L’entreprise Griggs distribue les célèbres chaussures Dr. Martens. Pour la réalisation d’un logo, elle fait appel à une agence de publicité qui se tourne à son tour vers un designer (M. Evans) qui travaille en free lance et qui était payé quinze pounds de l’heure. Aucun contrat de commande n’est passé. En revanche, une facture est établie entre l’agence de publicité et le designer qui faisait, semble-t-il, état de points de vente des chaussures avec ce logo en Angleterre.
Le designer qui pensait vraisemblablement être investi du copyright transmet par la suite son droit à une société concurrente de Griggs en Australie (Rabben Footwear). Griggs qui estimait être le cessionnaire « naturel » des droits assigna donc en contrefaçon Rabben Footwear.
Pour les juges, Hight Court, comme Court of Appeal, Monsieur Evans était bien le premier titulaire du droit. Néanmoins le copyright avait été implicitement transféré à Griggs.
Pour parvenir à cette conclusion, les juges vont considérer qu’une telle solution est le seul moyen de donner une pleine efficacité commerciale au contrat de commande car il était évident que Griggs avait commandé un logo pour pouvoir s’en servir utilement. Il était donc fondé à interdire aux tiers l’utilisation de sa création.
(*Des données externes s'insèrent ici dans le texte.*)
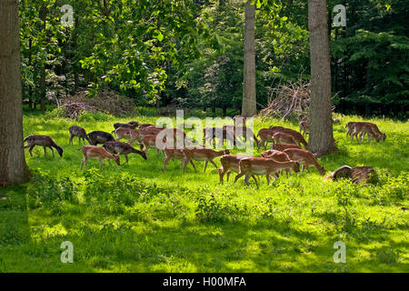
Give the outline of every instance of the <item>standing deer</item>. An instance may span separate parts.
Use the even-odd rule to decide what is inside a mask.
[[[92,146],[105,144],[106,142],[113,142],[115,140],[111,134],[105,133],[105,131],[93,131],[88,134],[88,138],[91,141],[90,144]]]
[[[176,146],[166,146],[164,151],[165,151],[164,172],[166,172],[167,162],[169,162],[172,159],[180,160],[180,167],[182,168],[185,160],[185,149],[176,148]],[[192,160],[190,160],[190,164],[194,167],[195,172],[196,172],[196,167],[195,166],[195,164]]]
[[[60,156],[63,156],[63,148],[59,146],[48,135],[28,135],[25,138],[24,142],[27,142],[27,145],[24,146],[24,148],[29,147],[28,153],[30,153],[30,156],[33,156],[32,151],[33,148],[35,146],[42,146],[44,147],[44,156],[45,156],[47,155],[46,148],[51,148],[51,151],[53,152],[53,157],[54,156],[54,148],[56,149]]]
[[[219,167],[219,178],[220,184],[223,184],[223,177],[224,174],[227,173],[227,182],[229,181],[230,173],[232,171],[238,173],[239,172],[239,163],[242,159],[251,157],[249,156],[244,155],[224,155],[220,158],[220,162],[222,163],[222,166]],[[253,179],[257,183],[255,176],[252,175]]]
[[[320,164],[318,164],[315,156],[310,151],[305,149],[288,148],[284,150],[284,153],[287,154],[292,160],[297,161],[300,164],[304,164],[308,172],[310,172],[310,168],[308,166],[313,165],[316,167],[321,175],[325,174],[325,170],[324,169],[324,167]]]
[[[275,174],[284,169],[297,168],[297,162],[276,162],[271,158],[247,157],[239,162],[239,174],[234,178],[234,183],[244,176],[244,183],[249,186],[248,180],[252,175],[265,175],[267,184],[270,185],[270,176],[275,180]],[[258,187],[257,182],[255,185]]]
[[[97,146],[83,146],[78,151],[82,151],[84,155],[84,158],[81,160],[80,170],[83,169],[83,166],[86,169],[86,161],[88,159],[94,159],[99,161],[99,166],[104,166],[104,160],[108,159],[109,164],[110,160],[115,160],[116,165],[120,166],[119,156],[112,155],[107,152],[104,147]]]
[[[69,130],[70,135],[71,135],[68,145],[73,145],[74,136],[78,136],[78,145],[81,145],[81,139],[83,139],[84,145],[85,144],[85,139],[89,144],[91,144],[91,141],[89,140],[88,135],[86,135],[85,129],[84,129],[83,127],[77,126],[77,125],[73,125],[68,130]]]
[[[118,141],[106,142],[104,144],[103,147],[111,154],[124,155],[125,157],[126,165],[129,165],[128,163],[129,154],[137,154],[141,156],[144,159],[146,159],[146,155],[145,154],[145,152],[135,149],[131,145],[126,143],[121,143]]]
[[[206,171],[207,163],[211,163],[217,169],[217,166],[213,161],[215,157],[221,156],[223,155],[229,155],[230,151],[228,149],[215,151],[211,148],[205,147],[185,147],[185,169],[186,169],[187,163],[190,160],[195,161],[204,161],[204,171]]]

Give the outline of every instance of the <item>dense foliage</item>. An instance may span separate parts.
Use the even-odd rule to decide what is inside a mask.
[[[309,78],[306,1],[255,2],[259,108],[272,88]],[[360,115],[407,117],[409,4],[328,1],[346,6],[331,27],[334,104]],[[64,5],[73,26],[63,26]],[[54,102],[110,87],[136,104],[241,108],[244,1],[22,0],[24,98]],[[52,100],[50,100],[52,99]]]

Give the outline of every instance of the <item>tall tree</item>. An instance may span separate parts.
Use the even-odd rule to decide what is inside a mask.
[[[331,104],[331,64],[326,0],[308,0],[311,55],[310,137],[308,148],[323,156],[335,150]]]
[[[242,115],[255,115],[255,5],[251,0],[244,8],[244,75],[243,88]]]
[[[23,149],[18,0],[0,1],[0,186],[30,177]]]

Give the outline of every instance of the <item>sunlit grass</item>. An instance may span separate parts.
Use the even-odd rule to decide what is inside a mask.
[[[408,215],[403,210],[409,206],[408,122],[371,119],[387,137],[370,144],[345,138],[345,124],[361,117],[342,116],[334,125],[340,154],[319,159],[326,172],[343,165],[372,166],[383,173],[378,185],[324,182],[314,167],[282,176],[272,186],[261,177],[258,189],[254,182],[249,187],[242,180],[233,184],[234,174],[219,185],[217,170],[209,165],[204,174],[201,162],[195,163],[198,173],[191,166],[184,173],[179,161],[169,162],[164,173],[163,156],[154,150],[147,161],[131,155],[129,166],[106,163],[100,169],[92,160],[88,171],[80,170],[78,140],[68,146],[70,125],[111,132],[115,122],[155,124],[158,118],[154,111],[142,112],[149,116],[89,115],[75,122],[25,115],[25,136],[48,135],[64,147],[64,156],[45,157],[42,148],[35,148],[33,157],[25,155],[36,173],[33,182],[0,189],[8,197],[0,200],[0,271],[408,270]],[[256,119],[254,132],[270,125],[298,129],[296,124]],[[254,156],[261,152],[255,148]],[[339,197],[344,192],[350,203],[345,207]],[[65,193],[72,198],[61,198]],[[60,261],[63,241],[74,244],[74,264]],[[346,264],[333,261],[336,241],[346,244]]]

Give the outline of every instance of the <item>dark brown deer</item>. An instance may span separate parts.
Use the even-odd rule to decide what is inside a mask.
[[[141,156],[144,159],[146,159],[146,155],[145,152],[134,148],[131,145],[122,142],[106,142],[104,144],[103,147],[111,154],[124,155],[125,157],[125,164],[128,164],[128,155],[136,154]]]
[[[59,146],[48,135],[28,135],[25,138],[24,142],[27,142],[27,145],[24,146],[24,148],[29,147],[28,153],[30,153],[30,156],[33,156],[32,150],[35,146],[42,146],[44,147],[44,156],[45,156],[47,152],[46,148],[51,148],[51,151],[53,152],[53,157],[54,156],[54,148],[55,148],[60,155],[60,156],[63,156],[63,148]]]
[[[86,135],[86,131],[83,127],[77,126],[77,125],[73,125],[68,130],[69,130],[70,135],[71,135],[70,140],[68,142],[69,145],[73,145],[74,136],[78,136],[78,145],[81,145],[81,139],[83,140],[84,145],[85,144],[85,139],[89,144],[91,144],[91,141],[89,140],[88,135]]]

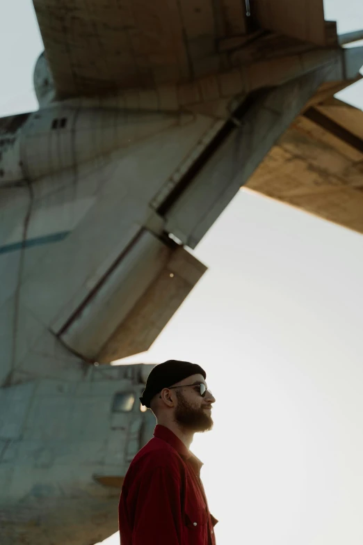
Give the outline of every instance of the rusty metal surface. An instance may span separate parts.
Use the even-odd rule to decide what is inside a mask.
[[[363,233],[363,111],[331,97],[307,114],[280,139],[248,187]]]
[[[326,45],[323,0],[253,0],[251,10],[263,29]]]

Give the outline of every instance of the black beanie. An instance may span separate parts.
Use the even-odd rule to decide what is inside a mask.
[[[159,363],[152,369],[147,377],[143,397],[140,397],[141,404],[150,408],[152,399],[163,388],[169,388],[187,377],[198,374],[202,374],[205,380],[206,372],[197,363],[177,360],[168,360]]]

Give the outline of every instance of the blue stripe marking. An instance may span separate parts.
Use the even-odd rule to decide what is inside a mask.
[[[70,231],[61,231],[56,232],[54,235],[46,235],[44,237],[35,237],[34,239],[29,239],[21,242],[15,242],[13,244],[6,244],[0,246],[0,255],[2,253],[8,253],[15,252],[17,250],[22,250],[23,248],[33,248],[36,246],[42,246],[43,244],[49,244],[52,242],[60,242],[70,234]]]

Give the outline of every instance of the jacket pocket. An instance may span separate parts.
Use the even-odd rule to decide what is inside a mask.
[[[205,508],[192,507],[186,510],[183,545],[207,545],[207,522]]]

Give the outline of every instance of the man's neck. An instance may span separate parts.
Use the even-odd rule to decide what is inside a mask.
[[[172,432],[172,433],[175,434],[177,436],[177,437],[179,439],[182,443],[184,443],[186,448],[189,450],[191,448],[191,445],[193,442],[193,439],[194,438],[194,432],[189,432],[188,430],[182,429],[175,422],[159,422],[159,420],[157,420],[157,423],[161,426],[164,426],[165,427],[167,427],[168,429],[170,430],[170,432]]]

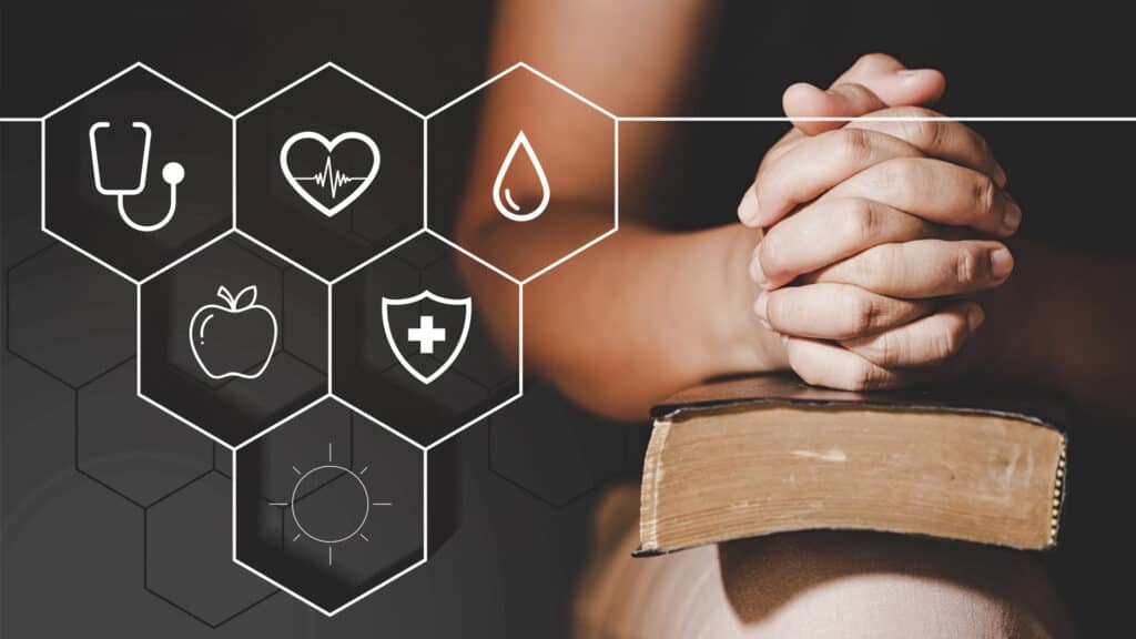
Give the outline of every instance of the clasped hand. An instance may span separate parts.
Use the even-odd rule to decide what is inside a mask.
[[[937,72],[872,55],[828,91],[786,91],[791,118],[872,118],[797,122],[738,206],[743,224],[765,229],[750,263],[754,313],[807,382],[867,390],[950,374],[985,320],[975,293],[1013,271],[1002,240],[1021,208],[989,146],[902,106],[942,90]]]

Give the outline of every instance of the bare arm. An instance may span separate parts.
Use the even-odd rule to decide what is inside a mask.
[[[673,113],[709,10],[696,0],[508,0],[498,14],[492,66],[527,61],[615,113]],[[587,138],[594,127],[579,118],[588,114],[525,89],[492,91],[482,139],[511,136],[517,122],[552,127],[538,152],[571,169],[556,176],[544,215],[562,222],[534,236],[483,198],[469,198],[459,236],[496,265],[533,272],[544,256],[566,254],[610,226],[611,175],[610,163],[582,152],[608,142]],[[642,179],[662,144],[637,138],[644,134],[644,127],[621,134],[624,186]],[[492,183],[500,160],[479,153],[473,180]],[[652,401],[707,376],[783,365],[777,338],[749,310],[755,288],[745,266],[758,236],[741,225],[669,234],[623,219],[618,233],[526,285],[526,358],[584,406],[624,418],[641,418]],[[477,274],[468,275],[477,293]],[[516,330],[512,321],[491,317],[501,334]]]

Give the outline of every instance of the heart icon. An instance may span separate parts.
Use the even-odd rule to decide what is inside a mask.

Pour les besoins de son raisonnement, les juges font appel au test de l’officious bystander mis en valeur en 1926 par MacKinnon LJ dans l’affaire Southern Foundries Ltd v Shirlaw. L’idée de ce test (qui déborde très largement la matière de la propriété intellectuelle) est de solliciter fictivement un observateur curieux et averti afin de l’interroger sur la nécessité d’introduire dans un contrat une stipulation particulière ou si celle-ci peut être considérée comme implicite. Cette personne idéale, que personne n’a jamais véritablement croisée dans la rue, évoque tous les standards auxquels le juge fait appel dans le droit en général (feu le « bon père de famille » dans le Code civil) et la propriété intellectuelle en particulier (« L’homme du métier », par exemple, dans le droit des brevets ou « L’observateur averti » dans le droit des dessins et modèles).
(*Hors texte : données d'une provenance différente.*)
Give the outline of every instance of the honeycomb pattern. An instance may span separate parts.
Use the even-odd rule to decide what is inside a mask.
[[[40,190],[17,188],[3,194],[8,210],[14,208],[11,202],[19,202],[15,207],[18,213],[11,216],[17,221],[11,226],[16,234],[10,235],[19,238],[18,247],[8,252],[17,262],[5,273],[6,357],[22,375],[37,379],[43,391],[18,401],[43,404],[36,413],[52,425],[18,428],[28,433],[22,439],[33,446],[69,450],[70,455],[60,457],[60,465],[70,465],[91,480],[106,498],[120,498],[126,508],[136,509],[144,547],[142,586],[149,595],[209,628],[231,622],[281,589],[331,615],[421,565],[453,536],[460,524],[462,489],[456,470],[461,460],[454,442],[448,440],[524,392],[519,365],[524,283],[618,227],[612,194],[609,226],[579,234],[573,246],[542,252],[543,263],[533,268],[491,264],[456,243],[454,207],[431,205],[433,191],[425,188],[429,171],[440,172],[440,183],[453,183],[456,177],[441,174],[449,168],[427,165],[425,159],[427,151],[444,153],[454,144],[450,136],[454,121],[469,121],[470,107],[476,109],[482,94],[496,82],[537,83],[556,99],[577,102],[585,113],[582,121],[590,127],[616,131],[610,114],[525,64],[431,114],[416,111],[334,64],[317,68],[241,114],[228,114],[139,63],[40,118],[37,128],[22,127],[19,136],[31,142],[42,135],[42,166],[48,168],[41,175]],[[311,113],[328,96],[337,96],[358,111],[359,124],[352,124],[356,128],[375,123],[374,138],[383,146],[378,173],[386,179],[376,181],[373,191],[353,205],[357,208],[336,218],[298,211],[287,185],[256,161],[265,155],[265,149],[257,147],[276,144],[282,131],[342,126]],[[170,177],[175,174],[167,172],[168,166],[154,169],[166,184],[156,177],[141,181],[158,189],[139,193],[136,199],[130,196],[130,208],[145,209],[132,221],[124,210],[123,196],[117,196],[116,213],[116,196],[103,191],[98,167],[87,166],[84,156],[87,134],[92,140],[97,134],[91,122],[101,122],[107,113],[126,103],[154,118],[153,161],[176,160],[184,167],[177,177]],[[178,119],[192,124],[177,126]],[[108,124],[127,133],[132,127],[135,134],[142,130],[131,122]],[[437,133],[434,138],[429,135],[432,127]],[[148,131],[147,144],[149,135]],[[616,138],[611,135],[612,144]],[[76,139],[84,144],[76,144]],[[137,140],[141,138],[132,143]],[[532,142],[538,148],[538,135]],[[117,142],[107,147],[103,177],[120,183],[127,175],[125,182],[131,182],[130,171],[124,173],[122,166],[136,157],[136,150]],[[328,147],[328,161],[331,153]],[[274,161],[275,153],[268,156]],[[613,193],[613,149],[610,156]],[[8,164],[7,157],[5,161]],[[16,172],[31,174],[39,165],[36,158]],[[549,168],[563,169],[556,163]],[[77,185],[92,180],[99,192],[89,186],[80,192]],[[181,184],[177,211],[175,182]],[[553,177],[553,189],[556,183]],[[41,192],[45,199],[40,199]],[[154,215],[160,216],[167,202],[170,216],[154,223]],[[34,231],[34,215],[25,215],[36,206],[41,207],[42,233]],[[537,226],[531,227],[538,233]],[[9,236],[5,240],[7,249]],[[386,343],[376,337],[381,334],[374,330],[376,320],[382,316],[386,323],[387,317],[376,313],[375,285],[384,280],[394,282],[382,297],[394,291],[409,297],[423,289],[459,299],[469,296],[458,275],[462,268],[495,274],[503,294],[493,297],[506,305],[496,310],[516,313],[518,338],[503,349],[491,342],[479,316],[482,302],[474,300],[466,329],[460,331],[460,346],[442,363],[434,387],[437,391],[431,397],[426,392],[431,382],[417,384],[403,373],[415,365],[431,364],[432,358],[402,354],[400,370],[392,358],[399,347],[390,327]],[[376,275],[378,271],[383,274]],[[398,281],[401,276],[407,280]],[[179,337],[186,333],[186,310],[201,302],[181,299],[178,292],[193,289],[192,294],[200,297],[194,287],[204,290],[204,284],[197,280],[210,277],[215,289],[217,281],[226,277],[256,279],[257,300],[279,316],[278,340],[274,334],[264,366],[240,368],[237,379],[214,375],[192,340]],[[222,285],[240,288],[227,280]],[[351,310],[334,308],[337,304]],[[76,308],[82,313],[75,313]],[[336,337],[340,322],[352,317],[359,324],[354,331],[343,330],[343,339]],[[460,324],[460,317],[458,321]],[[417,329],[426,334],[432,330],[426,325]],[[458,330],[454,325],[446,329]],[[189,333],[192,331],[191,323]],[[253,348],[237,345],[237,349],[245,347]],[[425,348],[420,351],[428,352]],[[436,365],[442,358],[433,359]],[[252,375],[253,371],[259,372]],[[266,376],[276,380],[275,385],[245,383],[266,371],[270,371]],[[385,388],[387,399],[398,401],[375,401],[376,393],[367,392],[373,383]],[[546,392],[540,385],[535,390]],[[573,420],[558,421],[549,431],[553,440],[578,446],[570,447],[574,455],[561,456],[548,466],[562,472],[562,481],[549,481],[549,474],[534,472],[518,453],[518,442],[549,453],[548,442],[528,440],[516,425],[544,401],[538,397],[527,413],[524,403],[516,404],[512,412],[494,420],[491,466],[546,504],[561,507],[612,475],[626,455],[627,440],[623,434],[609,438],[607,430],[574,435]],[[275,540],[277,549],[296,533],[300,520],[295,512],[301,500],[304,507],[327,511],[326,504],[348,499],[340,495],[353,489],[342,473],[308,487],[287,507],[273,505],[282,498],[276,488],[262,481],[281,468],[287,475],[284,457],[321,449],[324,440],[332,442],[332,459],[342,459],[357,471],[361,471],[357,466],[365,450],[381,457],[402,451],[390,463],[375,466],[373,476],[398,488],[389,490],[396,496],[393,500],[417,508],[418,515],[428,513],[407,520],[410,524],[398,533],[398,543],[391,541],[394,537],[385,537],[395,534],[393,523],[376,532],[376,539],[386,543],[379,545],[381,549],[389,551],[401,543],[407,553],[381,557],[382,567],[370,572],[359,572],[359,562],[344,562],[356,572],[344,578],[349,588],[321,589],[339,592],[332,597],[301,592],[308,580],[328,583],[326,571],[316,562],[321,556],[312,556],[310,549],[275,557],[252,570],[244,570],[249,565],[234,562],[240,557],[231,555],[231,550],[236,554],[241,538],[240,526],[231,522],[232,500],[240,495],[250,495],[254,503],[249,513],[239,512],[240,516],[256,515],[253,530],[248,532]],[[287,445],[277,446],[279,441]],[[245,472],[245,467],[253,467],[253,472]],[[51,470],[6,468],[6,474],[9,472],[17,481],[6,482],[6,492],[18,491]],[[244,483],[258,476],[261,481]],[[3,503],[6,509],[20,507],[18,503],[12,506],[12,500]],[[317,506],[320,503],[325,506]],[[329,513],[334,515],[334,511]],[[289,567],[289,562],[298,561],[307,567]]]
Dans la décision Griggs le juge Jacob LJ observe :
« in this case, if an officious bystander had asked at the time of contract whether Evans was going to retain rights in the combined logo which could be used against Griggs, or against anyone to whom he sold the rights, anywhere in the world, other than in respect of point of sale material in the UK, the answer would surely have been "of course not" ».
L’on aura compris que pour l’observateur averti du contrat passé entre Griggs et M. Evans (mais à vrai dire en bonne logique, il eût fallu admettre deux cessions implicites : entre Griggs et l’agence de publicité et entre l’agence de publicité et M. Evans), il est évident que le copyright ne pouvait être retenu par le designer et cédé à un tiers contre les intérêts de Griggs.
Ce test qui introduit de la souplesse dans l’interprétation des contrats est généralement critiqué par les praticiens et la doctrine pour l’insécurité juridique qu’elle entraine. Il nous semble tout au contraire d’une grande richesse et en tous points semblable aux analyses suivies par le juge en France sur le fondement de l’ancien article 1135 du Code civil3 (aujourd’hui article 1194 du Code civil : « Les contrats obligent non seulement à ce qui y est exprimé, mais encore à toutes les suites que leur donnent l’équité, l’usage ou la loi »).
1 Selon l’article L. 111-1 al. 3 du Code de la propriété intellectuelle : « L'existence ou la conclusion d'un contrat de louage d'ouvrage ou de service par l'auteur d'une œuvre de l'esprit n'emporte pas dérogation à la jouissance du droit reconnu par le premier alinéa ».
2 Griggs Group v. Raben Footwear FSR (31) 673 2004
3 Pour un exemple célèbre en matière de droit d’auteur CA Paris 17 janv. 2007 Propr. intell.2007, no 23, p. 216, obs. Lucas.